"President Bush is no conservative"
No complaint against Bush is more popular on the
right—or gets a freer pass in the mainstream media—than the notion that he somehow abandoned the philosophy that guides today's Republican Party.
Heartening as it is to hear the growing criticism of Bush from within the GOP ranks, the idea that he's veered from conservatism is hogwash. Bush is the most conservative president we've had since probably Warren G. Harding—and perhaps ever. He has governed, wherever possible, fully in step with the basic conservative principles that defined Ronald Reagan's presidency and have shaped the political right for the last two generations: opposition to New Deal-style social programs; a view of civil liberties as obstacles to dispensing justice; the pursuit of low taxes, especially on businesses and the wealthy; a pro-business stance on regulation; a hawkish, militaristic, nationalistic foreign policy; and a commitment to bringing religion, and specifically Christianity, back into public policy. "Mr. Bush has a philosophy. It is conservative," wrote Peggy Noonan in 2002. Ah, but times change. Last June she complained, "What conservatives and Republicans must recognize is that the White House has broken with them."

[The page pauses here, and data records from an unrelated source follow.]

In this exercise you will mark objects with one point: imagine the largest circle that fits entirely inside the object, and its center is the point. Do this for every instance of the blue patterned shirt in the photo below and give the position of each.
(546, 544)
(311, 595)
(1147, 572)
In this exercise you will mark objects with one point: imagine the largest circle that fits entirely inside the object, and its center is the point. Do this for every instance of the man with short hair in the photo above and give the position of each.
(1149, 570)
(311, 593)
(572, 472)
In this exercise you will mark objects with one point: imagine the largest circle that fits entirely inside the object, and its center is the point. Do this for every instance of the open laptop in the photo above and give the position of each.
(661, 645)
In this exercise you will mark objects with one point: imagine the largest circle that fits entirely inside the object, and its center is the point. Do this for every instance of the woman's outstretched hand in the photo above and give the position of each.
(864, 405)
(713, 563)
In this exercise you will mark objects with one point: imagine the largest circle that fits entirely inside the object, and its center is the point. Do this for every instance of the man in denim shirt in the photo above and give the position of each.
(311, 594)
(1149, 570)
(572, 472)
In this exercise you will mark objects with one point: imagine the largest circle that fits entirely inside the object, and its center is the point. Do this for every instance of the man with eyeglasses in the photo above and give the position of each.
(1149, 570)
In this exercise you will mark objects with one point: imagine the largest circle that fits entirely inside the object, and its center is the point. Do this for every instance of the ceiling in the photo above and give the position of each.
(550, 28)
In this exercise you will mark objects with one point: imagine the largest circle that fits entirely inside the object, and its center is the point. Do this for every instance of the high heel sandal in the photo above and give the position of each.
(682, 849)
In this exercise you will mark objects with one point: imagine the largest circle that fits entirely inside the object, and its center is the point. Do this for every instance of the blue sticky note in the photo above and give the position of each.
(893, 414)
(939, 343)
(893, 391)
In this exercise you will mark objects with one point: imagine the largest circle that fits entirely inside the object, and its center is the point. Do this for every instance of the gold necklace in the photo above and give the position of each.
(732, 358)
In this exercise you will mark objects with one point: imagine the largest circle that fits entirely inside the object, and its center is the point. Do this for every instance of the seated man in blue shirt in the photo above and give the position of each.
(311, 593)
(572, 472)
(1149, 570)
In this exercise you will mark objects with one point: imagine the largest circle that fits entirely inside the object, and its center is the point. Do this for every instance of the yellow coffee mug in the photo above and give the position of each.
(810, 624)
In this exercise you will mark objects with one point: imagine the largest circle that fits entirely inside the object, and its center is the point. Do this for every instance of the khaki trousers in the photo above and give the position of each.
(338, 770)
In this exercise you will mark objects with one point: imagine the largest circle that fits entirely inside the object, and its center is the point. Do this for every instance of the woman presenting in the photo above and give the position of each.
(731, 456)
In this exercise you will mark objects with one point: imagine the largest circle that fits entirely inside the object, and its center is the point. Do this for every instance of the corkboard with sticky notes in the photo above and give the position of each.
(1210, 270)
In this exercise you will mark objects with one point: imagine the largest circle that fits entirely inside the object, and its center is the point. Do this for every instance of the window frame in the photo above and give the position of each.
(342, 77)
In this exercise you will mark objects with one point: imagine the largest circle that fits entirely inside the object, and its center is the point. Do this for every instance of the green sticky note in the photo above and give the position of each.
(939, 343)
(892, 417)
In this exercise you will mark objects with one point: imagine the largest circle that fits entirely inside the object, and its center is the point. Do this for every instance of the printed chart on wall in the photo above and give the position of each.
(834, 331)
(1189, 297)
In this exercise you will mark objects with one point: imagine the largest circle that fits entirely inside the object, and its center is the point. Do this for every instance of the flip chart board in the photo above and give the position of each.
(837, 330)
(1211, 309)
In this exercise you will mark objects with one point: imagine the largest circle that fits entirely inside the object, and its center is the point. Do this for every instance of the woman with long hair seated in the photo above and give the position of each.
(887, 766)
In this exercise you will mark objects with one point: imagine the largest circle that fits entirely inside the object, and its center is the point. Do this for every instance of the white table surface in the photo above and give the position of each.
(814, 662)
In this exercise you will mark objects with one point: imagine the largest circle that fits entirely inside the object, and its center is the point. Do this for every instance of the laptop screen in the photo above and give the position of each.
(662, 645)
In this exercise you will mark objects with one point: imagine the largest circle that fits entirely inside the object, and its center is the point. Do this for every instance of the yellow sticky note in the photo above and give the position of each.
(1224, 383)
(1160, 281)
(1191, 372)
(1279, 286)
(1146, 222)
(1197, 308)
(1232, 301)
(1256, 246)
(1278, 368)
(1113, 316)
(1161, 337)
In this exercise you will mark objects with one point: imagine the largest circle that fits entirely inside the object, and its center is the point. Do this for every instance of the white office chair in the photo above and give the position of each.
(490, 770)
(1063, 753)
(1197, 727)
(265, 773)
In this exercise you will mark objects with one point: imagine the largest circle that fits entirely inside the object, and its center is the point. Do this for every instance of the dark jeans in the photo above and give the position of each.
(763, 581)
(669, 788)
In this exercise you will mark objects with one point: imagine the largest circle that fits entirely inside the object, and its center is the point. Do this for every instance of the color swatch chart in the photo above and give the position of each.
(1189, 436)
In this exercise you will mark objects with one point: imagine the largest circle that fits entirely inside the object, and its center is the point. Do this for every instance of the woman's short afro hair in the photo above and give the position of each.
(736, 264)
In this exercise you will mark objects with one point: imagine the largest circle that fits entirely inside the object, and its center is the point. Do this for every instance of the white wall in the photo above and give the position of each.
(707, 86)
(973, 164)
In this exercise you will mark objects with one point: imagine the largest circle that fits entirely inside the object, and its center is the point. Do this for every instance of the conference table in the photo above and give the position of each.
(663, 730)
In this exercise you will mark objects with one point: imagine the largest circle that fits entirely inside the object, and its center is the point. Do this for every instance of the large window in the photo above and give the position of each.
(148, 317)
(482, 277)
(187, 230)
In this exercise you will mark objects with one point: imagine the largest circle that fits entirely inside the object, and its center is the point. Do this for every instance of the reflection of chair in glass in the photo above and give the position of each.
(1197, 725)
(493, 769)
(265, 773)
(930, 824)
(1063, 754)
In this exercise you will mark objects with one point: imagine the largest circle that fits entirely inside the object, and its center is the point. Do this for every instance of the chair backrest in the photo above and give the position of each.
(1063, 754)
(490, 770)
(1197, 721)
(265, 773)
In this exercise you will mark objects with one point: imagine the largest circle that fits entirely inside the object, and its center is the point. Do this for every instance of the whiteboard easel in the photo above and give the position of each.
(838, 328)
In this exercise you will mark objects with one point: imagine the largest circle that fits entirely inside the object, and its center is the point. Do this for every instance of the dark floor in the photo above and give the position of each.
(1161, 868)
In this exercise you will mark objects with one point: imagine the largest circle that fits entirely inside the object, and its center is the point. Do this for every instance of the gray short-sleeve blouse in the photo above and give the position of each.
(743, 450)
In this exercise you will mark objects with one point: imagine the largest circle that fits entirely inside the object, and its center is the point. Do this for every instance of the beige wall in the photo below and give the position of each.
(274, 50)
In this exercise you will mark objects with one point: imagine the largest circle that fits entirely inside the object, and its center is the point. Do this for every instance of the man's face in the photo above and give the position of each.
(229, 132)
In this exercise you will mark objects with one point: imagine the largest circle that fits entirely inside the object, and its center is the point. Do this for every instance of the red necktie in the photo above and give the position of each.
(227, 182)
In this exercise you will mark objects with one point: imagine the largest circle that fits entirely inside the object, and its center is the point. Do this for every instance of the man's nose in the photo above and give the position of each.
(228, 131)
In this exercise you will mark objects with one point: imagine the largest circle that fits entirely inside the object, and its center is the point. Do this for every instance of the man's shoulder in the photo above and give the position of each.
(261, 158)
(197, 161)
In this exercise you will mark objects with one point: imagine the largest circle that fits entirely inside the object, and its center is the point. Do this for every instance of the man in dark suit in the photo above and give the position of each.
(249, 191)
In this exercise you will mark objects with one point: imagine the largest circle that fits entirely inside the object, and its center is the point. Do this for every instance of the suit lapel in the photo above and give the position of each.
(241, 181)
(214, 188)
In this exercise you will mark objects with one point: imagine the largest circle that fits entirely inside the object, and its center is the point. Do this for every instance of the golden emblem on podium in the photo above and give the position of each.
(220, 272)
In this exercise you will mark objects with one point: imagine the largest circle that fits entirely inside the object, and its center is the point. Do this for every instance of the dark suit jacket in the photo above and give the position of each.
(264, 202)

It's certainly true that Bush hasn't delivered on every last item on the conservative wish list. But what president has—or ever could? What Bush's new critics on the right don't see, or won't see, is that to credibly accuse Bush of betraying "conservatism" requires constructing an ideal of conservatism that exists only in the world of theory, not the world of practical politics and democratic governance. It's an ideal that any president would fail to meet. In a democracy, governing means taking into account public opinion and making compromises. That means deviating at times from doctrinal purity.
Indeed, Bush's presidency, far from being a subversion of modern American conservatism, represents its fulfillment. For most of the president's tenure, many of the same folks who now brand him as an incompetent or an impostor happily backed his agenda. Republicans controlled the Senate and the House with iron discipline. They populated the federal court system, built a powerful media apparatus, and, for years after 9/11, benefited from a public climate of reflexive deference to the powers that be. From 2001 to 2007, the conservative movement had as free a hand as it could have hoped for in setting the agenda. The fruits of its efforts are Bush's policies.